Community-led movements have historically taken the lead in protecting rivers, forests, and aquifers, stepping in where state interventions proved inadequate. These struggles embody the idea of “climate justice from below,” ensuring that marginalized voices influence debates on sustainability.

Water, by its very nature, is a local resource shaped by geography, culture, and livelihoods.

Centralized, top-down management—such as the construction of large dams—has frequently led to displacement, ecological damage, and unequal access. By contrast, community participation fosters accountability, inclusiveness, and resilience. Practices such as traditional harvesting, cooperative irrigation, and social audits demonstrate that sustainability built at the micro-level can, in turn, strengthen broader climate action.

India’s grassroots mobilizations have consistently tied ecological conservation to water security and social justice. The Chipko Movement of the 1970s, though focused on saving forests, highlighted how tree cover sustains soil health and water cycles. Women, in particular, played a central role by hugging trees to prevent their felling, asserting the right to safeguard resources essential for survival.

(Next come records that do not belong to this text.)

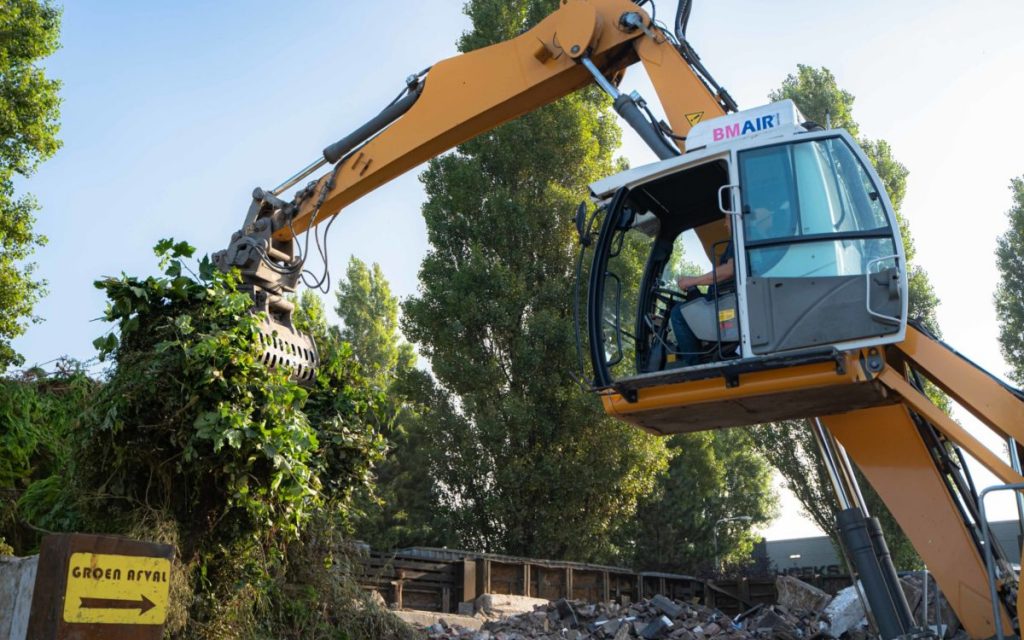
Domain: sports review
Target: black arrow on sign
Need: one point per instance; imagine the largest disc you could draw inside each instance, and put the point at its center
(142, 605)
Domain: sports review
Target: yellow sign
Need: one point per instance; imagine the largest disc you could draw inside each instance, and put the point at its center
(117, 590)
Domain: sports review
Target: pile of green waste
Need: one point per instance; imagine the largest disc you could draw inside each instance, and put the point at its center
(190, 440)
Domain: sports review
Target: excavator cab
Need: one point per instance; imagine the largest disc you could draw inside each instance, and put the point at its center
(818, 273)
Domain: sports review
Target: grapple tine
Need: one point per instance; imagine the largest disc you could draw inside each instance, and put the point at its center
(283, 346)
(270, 269)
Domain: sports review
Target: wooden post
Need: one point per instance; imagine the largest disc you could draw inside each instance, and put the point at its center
(468, 580)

Similarly, the Narmada Bachao Andolan (NBA) challenged large dams on the Narmada River, with Medha Patkar and others exposing how such projects displaced communities, eroded traditional water-sharing practices, and privileged a few at the expense of many.

The struggle for water justice continued with the Jal Satyagraha in Madhya Pradesh in 2012, where villagers staged a unique protest by standing for days in rising dam waters to oppose submergence without rehabilitation. This act of non-violent defiance reinforced the inseparable connection between water rights, human dignity, and justice. Earlier, in the 1970s, the Pani Panchayats of Maharashtra—initiated by Vilasrao Salunkhe—set a precedent for equitable irrigation by distributing water according to land size rather than wealth, preventing domination by richer farmers.

Equally transformative was the revival movement in Rajasthan’s Alwar district during the 1980s, led by Rajendra Singh, later known as the “Waterman of India.” Through the restoration of johads (traditional earthen ponds), communities regenerated groundwater, revitalized agriculture, and turned degraded lands productive once again. This experiment demonstrated that decentralized, community-driven conservation often outperforms centralized, state-led schemes. Taken together, such movements have consistently reframed water not merely as a resource but as a question of justice, equity, and ecological balance. Women’s role in these struggles has been particularly significant. In rural India, where women bear the responsibility of securing household water, they are often the most affected by scarcity. Their leadership in Chipko, Jal Satyagraha, and everyday negotiations over water-sharing underscores the importance of gender-sensitive policies. Recognizing women as custodians of water commons is essential for advancing climate justice.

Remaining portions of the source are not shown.